- The Washington Times - Friday, January 7, 2005

Vacation videos provided compelling evidence of the devastation resulting from the tsunami that struck South Asia 12 days ago.

Startling camcorder snippets of relentless water and astonished onlookers became true eyewitness news, brought to a global audience by broadcasters who, in some cases, paid thousands of dollars for the rights.

“Amateur film and video footage has been a factor in news coverage for years. The difference now is digital technology. High-resolution cameras are easily had by the public, and news organizations can access the images electronically,” said Barbara Cochran, president of the Radio and Television News Directors Association.

“And from what I’ve seen, the networks made proper use of the footage,” she added.

The Washington-based group offers ethical guidelines on the use of graphic images, advising broadcasters to ensure violent or shocking content is justified and in the public interest — a discussion of considerable interest in light of September 11 or more recent al Qaeda beheading videos.

But the amateur hour is over.

Networks since have dispatched sizable teams to the 12 countries affected by the disaster. CBS anchorman Dan Rather already has donned a flight suit and toured Thailand by helicopter. CNN alone has more than 80 people in the region and offered a special last night on the fate of flood orphans.

The vacation videos, in the meantime, have found a second life on the Internet.

At least 34 quickie Web sites — loosely classified as “video logs” or “vlogs” — have sprung up, offering such titles as “British Tourist” and “Penang,” according to Blogsnow.com, a service that tracks the popularity of several million Internet sites.

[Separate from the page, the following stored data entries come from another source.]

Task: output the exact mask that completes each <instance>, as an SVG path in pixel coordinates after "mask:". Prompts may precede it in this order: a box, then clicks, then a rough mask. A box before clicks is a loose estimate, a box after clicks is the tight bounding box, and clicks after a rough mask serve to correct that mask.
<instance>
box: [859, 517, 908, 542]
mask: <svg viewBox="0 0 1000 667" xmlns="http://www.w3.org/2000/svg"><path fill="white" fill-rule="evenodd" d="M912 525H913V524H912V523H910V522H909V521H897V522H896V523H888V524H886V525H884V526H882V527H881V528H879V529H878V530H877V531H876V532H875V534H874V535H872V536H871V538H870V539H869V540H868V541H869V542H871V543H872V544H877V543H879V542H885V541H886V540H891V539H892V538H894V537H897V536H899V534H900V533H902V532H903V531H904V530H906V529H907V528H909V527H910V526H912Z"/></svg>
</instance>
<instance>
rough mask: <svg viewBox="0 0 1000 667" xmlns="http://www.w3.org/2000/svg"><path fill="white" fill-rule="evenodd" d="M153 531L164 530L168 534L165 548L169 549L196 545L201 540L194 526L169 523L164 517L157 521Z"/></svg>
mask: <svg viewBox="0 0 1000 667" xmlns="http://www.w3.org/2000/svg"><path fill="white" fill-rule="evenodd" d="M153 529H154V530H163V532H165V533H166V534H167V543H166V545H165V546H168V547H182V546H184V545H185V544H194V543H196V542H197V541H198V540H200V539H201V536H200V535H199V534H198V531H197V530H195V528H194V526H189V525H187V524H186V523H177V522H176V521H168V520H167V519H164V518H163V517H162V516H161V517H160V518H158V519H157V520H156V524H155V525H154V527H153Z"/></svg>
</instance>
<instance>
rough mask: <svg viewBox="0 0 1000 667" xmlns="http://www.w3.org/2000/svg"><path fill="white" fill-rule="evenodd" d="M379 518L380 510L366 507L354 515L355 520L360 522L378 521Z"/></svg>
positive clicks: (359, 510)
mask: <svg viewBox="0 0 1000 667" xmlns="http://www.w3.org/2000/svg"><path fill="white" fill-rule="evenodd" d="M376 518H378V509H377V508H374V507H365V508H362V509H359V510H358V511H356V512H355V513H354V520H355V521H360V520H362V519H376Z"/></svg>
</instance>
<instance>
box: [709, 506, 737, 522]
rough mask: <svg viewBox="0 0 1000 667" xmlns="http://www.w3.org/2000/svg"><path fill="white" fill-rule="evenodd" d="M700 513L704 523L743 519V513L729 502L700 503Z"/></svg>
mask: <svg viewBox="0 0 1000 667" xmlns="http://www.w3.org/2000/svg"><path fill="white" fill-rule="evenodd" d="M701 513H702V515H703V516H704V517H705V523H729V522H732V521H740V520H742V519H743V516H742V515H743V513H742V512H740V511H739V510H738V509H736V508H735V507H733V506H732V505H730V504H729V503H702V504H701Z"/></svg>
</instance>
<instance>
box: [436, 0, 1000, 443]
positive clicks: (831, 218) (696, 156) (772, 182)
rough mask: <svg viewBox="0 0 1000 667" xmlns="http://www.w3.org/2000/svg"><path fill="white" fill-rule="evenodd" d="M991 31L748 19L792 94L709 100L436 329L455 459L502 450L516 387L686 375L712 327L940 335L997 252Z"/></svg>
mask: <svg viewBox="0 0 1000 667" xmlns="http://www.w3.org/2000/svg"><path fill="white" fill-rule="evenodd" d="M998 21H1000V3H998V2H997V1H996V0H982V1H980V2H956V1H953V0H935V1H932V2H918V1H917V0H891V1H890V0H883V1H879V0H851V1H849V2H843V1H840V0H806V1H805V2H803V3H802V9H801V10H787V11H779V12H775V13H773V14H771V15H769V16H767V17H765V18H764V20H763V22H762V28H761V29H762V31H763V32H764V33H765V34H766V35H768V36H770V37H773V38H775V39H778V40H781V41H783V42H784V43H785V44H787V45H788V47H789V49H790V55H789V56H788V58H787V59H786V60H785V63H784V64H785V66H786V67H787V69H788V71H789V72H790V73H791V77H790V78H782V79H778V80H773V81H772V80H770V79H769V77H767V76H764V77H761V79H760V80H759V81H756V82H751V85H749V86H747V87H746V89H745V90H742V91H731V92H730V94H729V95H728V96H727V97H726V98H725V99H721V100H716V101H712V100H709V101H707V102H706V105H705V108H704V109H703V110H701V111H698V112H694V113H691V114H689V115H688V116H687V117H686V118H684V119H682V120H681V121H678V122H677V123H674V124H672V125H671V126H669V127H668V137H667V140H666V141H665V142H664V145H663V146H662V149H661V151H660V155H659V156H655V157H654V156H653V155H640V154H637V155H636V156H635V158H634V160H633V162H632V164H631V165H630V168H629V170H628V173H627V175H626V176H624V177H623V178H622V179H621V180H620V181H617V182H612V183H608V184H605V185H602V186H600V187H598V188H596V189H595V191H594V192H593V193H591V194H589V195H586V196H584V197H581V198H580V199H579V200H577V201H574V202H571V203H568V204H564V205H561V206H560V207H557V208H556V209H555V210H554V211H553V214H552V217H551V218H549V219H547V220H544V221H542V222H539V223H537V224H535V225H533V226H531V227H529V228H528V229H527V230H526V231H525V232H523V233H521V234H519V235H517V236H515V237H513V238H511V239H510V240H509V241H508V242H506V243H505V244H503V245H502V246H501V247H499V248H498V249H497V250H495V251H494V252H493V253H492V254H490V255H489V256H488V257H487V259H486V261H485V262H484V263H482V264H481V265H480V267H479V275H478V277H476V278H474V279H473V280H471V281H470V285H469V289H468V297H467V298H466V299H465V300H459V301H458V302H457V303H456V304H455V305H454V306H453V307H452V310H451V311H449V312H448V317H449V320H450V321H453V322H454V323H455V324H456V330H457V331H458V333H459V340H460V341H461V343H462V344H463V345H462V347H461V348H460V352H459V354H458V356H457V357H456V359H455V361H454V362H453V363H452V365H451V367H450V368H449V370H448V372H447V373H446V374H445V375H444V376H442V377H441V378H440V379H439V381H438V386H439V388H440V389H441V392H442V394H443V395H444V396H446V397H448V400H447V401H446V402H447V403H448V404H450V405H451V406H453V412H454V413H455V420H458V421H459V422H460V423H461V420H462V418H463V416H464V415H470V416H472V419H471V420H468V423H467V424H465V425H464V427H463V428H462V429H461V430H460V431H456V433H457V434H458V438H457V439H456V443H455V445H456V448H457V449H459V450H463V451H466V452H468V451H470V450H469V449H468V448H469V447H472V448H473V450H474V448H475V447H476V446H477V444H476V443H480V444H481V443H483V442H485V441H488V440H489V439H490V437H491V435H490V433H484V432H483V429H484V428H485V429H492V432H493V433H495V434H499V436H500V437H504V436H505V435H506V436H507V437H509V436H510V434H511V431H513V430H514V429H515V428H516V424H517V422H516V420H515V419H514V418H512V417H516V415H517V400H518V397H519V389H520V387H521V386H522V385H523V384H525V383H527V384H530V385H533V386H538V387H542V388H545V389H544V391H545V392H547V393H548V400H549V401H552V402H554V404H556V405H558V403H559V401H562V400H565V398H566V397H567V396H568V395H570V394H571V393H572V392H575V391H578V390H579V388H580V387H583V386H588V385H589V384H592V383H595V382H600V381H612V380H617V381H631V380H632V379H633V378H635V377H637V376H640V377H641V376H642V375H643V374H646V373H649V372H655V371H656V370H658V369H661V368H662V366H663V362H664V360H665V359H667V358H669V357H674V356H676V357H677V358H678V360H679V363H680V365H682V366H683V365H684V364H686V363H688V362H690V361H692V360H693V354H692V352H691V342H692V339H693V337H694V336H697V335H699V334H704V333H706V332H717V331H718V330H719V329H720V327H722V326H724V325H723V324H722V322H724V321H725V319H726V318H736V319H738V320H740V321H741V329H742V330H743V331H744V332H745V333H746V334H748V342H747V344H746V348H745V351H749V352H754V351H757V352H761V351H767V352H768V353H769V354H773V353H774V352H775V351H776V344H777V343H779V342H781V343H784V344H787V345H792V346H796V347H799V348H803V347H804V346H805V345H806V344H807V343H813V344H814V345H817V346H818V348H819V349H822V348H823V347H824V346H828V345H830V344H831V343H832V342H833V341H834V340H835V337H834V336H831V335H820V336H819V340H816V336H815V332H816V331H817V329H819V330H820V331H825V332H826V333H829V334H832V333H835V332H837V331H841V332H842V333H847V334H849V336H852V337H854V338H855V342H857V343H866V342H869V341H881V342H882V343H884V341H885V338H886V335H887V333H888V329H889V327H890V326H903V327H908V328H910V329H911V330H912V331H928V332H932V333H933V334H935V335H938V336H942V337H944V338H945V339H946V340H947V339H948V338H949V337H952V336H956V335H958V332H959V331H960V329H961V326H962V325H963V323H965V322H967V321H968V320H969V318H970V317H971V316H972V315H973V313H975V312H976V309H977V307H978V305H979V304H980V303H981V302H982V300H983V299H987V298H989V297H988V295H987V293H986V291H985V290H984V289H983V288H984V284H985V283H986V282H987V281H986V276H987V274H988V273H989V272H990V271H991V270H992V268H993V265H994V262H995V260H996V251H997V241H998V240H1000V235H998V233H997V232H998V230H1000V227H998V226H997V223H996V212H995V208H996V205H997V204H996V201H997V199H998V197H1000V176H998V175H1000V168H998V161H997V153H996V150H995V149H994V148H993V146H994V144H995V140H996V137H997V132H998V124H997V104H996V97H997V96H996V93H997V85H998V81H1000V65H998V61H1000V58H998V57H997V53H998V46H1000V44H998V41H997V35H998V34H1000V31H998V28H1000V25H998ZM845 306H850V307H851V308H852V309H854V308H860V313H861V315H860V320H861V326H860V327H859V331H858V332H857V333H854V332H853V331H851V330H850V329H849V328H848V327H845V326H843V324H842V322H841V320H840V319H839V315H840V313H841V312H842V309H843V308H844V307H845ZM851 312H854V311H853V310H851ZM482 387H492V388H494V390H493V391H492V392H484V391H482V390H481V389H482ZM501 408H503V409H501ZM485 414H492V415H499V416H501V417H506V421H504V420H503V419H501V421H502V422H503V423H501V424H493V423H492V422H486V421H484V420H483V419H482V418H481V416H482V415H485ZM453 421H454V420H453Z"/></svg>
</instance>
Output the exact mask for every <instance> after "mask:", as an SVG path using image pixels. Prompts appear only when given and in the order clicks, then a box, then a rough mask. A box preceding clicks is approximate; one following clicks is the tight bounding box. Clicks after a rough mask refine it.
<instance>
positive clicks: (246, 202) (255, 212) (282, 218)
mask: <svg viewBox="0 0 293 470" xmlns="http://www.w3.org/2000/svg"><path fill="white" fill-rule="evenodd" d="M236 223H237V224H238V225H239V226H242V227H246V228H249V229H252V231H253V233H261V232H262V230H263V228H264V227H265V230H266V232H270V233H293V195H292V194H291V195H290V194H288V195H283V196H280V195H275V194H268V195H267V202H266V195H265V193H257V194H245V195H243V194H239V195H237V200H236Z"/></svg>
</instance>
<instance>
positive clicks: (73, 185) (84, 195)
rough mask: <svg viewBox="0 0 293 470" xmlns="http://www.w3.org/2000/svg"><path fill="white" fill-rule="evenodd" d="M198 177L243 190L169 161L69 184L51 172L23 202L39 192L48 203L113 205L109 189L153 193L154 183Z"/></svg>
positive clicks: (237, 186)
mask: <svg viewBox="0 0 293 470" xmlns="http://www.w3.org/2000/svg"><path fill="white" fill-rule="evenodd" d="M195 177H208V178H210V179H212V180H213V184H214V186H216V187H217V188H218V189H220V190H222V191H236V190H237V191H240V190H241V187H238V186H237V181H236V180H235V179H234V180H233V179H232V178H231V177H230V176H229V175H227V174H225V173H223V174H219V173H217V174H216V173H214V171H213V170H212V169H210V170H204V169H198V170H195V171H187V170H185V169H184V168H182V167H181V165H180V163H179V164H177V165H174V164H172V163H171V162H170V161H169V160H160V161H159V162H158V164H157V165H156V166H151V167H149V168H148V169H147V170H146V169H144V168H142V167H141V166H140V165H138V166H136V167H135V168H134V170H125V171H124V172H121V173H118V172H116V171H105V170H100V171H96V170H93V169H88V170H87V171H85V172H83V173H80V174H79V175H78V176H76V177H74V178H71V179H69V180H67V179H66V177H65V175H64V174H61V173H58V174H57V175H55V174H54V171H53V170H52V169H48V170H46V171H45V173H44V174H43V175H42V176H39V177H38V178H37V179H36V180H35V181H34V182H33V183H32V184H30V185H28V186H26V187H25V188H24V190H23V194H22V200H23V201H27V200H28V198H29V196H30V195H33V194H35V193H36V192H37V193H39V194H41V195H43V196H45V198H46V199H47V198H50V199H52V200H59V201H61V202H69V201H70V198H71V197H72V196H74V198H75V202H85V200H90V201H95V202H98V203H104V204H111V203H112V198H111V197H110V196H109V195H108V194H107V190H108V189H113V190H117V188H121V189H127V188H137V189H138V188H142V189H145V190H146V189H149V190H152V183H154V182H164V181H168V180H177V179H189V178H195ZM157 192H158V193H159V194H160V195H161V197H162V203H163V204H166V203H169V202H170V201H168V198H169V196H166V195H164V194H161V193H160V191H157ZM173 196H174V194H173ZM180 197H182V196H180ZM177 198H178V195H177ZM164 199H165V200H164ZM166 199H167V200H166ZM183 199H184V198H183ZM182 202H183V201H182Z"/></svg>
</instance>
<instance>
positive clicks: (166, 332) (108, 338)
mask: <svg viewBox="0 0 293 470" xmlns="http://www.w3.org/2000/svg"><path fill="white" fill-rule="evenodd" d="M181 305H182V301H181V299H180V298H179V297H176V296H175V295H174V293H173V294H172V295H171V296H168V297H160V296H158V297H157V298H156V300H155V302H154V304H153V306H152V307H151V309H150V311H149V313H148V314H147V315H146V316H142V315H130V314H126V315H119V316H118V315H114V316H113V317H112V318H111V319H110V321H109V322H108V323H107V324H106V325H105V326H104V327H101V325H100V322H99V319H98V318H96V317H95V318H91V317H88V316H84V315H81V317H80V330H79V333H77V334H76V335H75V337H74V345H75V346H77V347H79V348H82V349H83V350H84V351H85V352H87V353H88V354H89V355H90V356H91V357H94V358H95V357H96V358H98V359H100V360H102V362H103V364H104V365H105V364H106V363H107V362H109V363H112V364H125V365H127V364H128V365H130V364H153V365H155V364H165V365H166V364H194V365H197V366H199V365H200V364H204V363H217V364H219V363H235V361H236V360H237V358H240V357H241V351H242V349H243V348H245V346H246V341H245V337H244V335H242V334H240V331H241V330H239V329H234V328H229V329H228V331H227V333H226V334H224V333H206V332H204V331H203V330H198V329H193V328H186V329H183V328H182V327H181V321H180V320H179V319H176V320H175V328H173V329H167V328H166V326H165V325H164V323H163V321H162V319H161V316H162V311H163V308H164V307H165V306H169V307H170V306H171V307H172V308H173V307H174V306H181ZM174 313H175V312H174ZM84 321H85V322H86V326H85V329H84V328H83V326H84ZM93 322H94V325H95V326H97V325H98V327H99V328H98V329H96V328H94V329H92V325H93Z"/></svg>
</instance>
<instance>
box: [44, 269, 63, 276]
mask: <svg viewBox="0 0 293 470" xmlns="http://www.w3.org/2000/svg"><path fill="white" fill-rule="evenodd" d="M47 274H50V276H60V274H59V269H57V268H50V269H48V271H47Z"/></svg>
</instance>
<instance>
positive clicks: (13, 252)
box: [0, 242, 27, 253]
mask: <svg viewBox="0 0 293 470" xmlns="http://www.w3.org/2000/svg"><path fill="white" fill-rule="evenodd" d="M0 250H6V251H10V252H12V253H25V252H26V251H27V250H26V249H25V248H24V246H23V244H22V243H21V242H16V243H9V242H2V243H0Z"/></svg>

In its first four days, Australia-based Waveofdestruction.org, for example, attracted close to 700,000 visitors eager to see a showcase of 25 “tsunami videos.”

Mindful of ownership issues, most networks dutifully bought the rights to the videos from those who shot them — paying as much as $20,000 in some cases, press reports said. The “vlogs” don’t play by the same rules.

“At a media company, I’m sure there are channels you have to go through — copyright, legal, editorial, etcetera. Blogging is instant,” Geoffrey Huntley, who founded Waveofdestruction.org, told the Wall Street Journal.

Many of the sites use “bit torrent technology,” which enables users to download videos or movies in little time.

In the meantime, press coverage of the disaster has received mixed reviews.

Earlier this week, one Lutheran relief organization condemned “feel good” stories about Americans donating clothes to tsunami victims, rather than emphasizing the more immediate need for cash donations.

“Asia’s tsunami is open season” for the Western press, said Bombay-based Ashok Malik of the Indian Express newspaper, who complained of insensitive coverage of the victims.

“Why has Southeast Asia’s biggest tragedy become every American network’s ghoulish Disneyland party? Has disaster finally found its paparazzi?” he asked.